Across the developed world, wasting food was never a big deal. Usually, with a stable economy and steady income, there was more to go around.
But in recent years, driven by the rise of “foodie” culture, a generation of innovate chefs, and growing concern about sustainability, people have started to eat what they once shunned.
Kale is the poster boy for this movement. Not so long ago, kale was a garnish. It wasn't "food." But that all began to change around 2007, as the leafy green began attracting attention from chefs, bloggers, food journalists and health-conscious celebrities.
The improbable rise of kale from obscurity to ubiquity is now being duplicated across the food and beverage world. The industry is finding stuff once ignored useful. Food once discarded now has marketing campaigns.
Let's call this phenomenon the "kale paradigm." Here are four examples of it at work.
Broccoli leaves
Broccoli is fairly popular with Americans, despite the protestations of a certain former president. But even the folks who eat broccoli usually only eat the veggie's crowns. The rest of the plant tends to be discarded.

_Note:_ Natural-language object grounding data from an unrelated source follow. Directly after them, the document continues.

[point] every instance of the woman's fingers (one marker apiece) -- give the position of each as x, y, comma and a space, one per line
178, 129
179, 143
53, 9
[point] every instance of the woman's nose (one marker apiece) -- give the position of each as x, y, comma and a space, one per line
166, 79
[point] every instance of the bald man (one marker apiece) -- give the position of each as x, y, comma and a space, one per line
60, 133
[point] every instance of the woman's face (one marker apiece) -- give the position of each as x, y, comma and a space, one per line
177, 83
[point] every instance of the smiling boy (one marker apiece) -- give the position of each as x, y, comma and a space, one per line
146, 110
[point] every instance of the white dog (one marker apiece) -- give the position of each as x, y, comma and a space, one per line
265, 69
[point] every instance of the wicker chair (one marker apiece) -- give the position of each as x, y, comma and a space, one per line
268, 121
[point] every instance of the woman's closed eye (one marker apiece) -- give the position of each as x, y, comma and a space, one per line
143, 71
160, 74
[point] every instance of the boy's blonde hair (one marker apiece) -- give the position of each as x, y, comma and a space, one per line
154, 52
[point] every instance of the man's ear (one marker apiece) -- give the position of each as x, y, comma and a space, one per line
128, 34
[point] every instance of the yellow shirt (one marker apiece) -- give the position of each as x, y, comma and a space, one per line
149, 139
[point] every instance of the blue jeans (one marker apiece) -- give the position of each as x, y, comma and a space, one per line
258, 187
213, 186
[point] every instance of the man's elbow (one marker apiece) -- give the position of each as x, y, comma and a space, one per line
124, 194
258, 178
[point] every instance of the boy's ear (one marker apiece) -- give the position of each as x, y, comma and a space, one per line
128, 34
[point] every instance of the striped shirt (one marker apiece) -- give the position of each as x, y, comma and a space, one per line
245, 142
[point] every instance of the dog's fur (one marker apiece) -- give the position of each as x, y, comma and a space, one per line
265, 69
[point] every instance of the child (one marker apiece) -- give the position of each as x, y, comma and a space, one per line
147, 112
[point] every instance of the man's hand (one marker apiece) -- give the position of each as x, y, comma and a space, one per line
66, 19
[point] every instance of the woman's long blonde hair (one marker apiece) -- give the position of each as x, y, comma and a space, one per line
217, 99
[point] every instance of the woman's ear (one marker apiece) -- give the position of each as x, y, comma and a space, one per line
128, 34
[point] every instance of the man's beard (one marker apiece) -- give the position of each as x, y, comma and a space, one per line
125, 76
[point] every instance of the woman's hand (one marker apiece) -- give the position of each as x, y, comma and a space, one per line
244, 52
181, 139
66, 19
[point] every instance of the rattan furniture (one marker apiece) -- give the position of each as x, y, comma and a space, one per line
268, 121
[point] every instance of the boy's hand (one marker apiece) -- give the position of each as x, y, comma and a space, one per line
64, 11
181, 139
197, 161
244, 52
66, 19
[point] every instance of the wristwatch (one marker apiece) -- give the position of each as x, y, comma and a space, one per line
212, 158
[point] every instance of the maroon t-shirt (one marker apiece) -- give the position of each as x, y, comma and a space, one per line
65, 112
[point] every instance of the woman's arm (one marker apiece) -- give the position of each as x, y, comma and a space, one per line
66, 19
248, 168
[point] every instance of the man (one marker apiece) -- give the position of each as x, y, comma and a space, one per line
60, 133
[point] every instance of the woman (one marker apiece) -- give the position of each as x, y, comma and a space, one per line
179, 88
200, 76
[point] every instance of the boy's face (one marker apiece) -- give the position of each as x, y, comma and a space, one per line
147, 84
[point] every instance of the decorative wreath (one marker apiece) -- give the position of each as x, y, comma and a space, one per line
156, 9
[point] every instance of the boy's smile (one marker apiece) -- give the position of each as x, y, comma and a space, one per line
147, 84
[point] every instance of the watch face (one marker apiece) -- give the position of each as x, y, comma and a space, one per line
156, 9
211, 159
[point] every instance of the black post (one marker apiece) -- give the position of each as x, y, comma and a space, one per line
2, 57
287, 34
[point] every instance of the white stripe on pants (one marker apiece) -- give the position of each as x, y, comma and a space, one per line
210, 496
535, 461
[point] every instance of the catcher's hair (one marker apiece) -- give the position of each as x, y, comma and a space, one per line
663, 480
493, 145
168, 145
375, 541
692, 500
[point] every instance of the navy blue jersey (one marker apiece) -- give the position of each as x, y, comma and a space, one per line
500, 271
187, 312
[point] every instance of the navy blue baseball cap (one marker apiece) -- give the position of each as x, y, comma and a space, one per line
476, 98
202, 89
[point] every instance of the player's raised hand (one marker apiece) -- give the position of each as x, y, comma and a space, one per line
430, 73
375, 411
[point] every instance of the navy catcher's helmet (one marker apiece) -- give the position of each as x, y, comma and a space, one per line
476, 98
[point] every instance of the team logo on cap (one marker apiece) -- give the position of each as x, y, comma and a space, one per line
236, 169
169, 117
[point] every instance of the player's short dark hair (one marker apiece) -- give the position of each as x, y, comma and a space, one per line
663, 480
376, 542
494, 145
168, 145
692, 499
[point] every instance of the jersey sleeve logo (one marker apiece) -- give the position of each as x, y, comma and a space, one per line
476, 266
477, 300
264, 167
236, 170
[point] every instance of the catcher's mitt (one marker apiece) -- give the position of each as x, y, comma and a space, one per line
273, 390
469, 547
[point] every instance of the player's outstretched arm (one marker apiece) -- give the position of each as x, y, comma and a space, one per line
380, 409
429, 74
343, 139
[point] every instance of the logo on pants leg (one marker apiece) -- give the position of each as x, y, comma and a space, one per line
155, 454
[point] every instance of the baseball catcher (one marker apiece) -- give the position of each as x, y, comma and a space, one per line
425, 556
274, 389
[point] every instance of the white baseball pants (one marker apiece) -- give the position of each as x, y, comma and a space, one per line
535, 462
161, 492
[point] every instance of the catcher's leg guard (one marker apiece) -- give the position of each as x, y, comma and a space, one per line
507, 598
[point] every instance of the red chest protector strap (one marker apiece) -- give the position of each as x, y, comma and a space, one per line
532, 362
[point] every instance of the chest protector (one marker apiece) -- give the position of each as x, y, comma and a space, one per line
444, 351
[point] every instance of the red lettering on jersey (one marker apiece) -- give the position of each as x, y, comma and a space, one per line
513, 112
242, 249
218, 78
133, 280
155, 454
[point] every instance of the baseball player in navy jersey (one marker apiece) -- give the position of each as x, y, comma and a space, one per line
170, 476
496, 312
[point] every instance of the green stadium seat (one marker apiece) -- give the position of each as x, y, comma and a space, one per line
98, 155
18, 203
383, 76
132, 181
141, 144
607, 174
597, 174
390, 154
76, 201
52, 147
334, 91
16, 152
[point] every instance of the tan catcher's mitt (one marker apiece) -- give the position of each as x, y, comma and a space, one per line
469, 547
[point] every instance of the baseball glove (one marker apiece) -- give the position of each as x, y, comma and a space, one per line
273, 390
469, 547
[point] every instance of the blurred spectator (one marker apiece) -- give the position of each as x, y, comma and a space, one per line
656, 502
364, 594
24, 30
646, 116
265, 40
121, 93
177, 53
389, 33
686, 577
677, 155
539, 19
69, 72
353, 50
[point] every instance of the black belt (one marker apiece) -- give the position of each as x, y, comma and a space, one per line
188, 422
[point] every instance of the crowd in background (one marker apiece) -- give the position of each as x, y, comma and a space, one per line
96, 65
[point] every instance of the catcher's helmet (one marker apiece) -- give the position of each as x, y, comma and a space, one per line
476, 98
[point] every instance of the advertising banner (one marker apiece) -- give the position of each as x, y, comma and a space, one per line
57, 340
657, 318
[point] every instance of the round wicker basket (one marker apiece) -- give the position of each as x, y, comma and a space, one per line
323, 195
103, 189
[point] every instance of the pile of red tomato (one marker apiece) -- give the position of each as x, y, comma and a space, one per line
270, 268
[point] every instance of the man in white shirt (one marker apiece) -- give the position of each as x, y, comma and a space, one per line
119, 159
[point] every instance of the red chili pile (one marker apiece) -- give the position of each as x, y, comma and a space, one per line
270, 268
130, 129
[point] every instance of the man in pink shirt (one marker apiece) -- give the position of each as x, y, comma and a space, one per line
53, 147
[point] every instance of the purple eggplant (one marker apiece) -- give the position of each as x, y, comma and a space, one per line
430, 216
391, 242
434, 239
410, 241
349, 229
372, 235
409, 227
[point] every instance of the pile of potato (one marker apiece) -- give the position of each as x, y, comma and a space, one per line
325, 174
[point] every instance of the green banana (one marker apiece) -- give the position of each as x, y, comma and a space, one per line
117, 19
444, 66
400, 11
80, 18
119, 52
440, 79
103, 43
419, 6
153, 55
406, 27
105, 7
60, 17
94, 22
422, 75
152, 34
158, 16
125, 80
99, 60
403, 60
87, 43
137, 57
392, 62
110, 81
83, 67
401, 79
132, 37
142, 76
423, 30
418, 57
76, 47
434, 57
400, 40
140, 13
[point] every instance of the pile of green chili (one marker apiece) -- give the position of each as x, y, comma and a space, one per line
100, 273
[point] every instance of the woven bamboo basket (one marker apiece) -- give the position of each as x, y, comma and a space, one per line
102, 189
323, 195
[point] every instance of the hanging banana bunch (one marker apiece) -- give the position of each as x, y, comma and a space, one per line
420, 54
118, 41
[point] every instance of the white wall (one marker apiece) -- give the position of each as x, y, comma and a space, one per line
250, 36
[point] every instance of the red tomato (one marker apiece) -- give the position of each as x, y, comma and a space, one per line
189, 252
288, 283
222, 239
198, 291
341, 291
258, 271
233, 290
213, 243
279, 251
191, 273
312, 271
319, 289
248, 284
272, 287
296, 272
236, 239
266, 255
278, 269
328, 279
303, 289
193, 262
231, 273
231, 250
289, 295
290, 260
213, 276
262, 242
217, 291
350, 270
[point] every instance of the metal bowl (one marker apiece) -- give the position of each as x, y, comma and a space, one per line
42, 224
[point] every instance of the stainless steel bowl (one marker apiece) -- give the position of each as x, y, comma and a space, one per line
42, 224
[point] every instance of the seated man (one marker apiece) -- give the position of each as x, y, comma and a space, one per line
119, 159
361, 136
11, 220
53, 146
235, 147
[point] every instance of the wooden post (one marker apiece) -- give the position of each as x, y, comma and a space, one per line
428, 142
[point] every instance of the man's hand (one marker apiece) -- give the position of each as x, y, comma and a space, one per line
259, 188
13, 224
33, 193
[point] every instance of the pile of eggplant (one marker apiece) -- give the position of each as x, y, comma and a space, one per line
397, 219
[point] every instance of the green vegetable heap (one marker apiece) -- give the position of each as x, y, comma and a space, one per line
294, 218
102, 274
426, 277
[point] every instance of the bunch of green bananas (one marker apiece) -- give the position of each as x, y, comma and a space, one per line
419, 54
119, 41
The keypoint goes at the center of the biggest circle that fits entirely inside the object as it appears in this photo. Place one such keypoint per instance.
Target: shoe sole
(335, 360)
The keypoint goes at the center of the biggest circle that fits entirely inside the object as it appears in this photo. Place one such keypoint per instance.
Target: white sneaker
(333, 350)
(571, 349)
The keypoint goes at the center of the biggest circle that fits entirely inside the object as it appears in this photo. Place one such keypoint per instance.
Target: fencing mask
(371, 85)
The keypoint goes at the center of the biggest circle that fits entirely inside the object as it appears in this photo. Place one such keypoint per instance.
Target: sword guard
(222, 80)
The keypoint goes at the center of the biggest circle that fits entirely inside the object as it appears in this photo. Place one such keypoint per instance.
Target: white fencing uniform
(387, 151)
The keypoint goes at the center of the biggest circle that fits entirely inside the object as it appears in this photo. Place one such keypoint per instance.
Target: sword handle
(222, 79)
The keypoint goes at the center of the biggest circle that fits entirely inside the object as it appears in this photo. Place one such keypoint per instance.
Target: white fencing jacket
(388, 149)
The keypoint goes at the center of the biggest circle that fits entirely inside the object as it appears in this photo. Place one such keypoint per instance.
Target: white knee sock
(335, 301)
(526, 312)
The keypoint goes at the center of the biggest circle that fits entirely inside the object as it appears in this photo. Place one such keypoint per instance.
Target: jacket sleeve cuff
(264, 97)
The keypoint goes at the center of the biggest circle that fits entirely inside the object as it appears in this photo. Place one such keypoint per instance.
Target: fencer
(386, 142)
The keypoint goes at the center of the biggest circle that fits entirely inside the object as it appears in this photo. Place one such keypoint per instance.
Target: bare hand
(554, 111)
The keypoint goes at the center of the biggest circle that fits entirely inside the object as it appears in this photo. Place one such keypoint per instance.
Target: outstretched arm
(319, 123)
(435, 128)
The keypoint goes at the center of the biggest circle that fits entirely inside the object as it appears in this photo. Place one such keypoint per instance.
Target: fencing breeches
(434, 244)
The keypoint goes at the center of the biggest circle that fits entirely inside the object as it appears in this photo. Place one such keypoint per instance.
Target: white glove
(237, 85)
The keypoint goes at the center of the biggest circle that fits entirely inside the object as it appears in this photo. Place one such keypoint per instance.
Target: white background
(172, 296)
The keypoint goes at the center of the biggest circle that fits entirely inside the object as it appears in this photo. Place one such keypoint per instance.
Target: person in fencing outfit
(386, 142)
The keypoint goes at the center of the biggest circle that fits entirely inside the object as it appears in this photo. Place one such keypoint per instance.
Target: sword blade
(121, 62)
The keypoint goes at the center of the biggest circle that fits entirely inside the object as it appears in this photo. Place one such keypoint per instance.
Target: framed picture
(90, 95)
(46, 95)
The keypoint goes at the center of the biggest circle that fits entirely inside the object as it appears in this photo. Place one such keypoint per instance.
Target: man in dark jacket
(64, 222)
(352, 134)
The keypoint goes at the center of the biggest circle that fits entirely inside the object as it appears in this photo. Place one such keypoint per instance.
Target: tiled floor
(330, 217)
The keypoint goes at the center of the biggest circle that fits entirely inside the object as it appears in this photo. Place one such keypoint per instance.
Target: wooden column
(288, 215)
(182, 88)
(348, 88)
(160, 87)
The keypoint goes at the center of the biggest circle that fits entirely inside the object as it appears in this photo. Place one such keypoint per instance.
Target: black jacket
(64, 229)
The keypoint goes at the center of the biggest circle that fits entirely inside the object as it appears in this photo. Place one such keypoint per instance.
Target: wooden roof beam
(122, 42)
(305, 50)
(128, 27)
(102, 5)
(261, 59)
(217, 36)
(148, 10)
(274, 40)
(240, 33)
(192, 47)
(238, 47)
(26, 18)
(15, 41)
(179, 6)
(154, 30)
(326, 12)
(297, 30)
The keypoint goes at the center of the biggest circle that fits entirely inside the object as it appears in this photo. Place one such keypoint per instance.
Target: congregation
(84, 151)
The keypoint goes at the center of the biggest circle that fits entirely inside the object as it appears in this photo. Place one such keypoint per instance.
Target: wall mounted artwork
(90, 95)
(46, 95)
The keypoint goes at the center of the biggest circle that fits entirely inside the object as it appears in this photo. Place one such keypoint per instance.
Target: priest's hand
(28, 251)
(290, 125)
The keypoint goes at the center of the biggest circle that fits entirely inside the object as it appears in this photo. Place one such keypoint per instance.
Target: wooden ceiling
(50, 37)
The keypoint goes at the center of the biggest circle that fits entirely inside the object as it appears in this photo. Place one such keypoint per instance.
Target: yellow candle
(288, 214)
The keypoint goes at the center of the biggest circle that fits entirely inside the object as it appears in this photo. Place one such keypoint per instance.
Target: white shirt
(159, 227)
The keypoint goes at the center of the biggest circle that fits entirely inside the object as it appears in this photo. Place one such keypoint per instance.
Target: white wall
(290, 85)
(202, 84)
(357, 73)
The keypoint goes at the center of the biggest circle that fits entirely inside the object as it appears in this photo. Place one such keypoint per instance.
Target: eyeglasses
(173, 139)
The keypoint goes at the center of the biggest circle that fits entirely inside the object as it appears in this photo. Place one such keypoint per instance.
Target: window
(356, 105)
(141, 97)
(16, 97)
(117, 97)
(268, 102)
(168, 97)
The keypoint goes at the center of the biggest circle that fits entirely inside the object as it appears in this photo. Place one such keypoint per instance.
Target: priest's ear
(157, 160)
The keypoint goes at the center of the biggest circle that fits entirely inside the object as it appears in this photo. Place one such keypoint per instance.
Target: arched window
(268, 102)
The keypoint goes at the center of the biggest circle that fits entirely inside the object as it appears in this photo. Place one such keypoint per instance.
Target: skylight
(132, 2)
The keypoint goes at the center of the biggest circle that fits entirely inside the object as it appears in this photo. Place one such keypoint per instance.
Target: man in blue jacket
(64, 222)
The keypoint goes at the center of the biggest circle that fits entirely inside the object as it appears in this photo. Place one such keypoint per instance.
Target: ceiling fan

That's changing. Broccoli leaves are suddenly chic, appearing at fresh-juice stores across the country. Now The Nunes Company Inc., which sells loads of greens under its Foxy brand, has launched the country's first line of organic broccoli leaves.
Coffee fruit
In the hyper-competitive world of non-carbonated beverages, everyone wants an edge. For Bai, a start-up that landed a distribution deal with Dr Pepper Snapple last year, that edge comes from coffee fruit.
Java drinkers know that coffee comes from a bean. But even the most caffeine-addicted tend to not realize that the beans grow within a tiny piece of red fruit. Traditionally, coffee growers have simply discarded the fruit before drying the beans.
But Bai is buying those bits of fruit by the ton, dubbing it the next superfood, and using them as one of the core ingredients in its drinks.
Cashew apples
Cashews don't grow inside a piece of fruit. They grow underneath a piece of fruit. Cashew apples are the stems on which the nuts grow, and although cashew nuts are popular, the apples have never been seen as anything other than waste...until recently.
PepsiCo has taken to buying up the apples from cashew growers across the world. The beverage giant hopes that cashew juice, made from those apples, will be the next coconut water.
Sweet potato greens
About four years ago, food writer Mark Bittman wrote a brief piece about his discovery of sweet potato greens in his community-supported agriculture (CSA) box.
Bittman's article, which included a recipe for the greens, hit a chord with CSA members across the Northeast. Lots of those folks were finding the greens in their CSA deliveries that autumn, and no one seemed to know what to do with them.
It seems that each autumn since, an entire new group of consumers and chefs stumble upon the food as if for the first time, even in the South and in Asia, where sweet potatoes have a long culinary history.
No one is selling sweet potato greens in a branded bag ... yet. And no giant beverage company is using them as the basis of a functional drink ... yet. But really, how much longer can it be before that happens?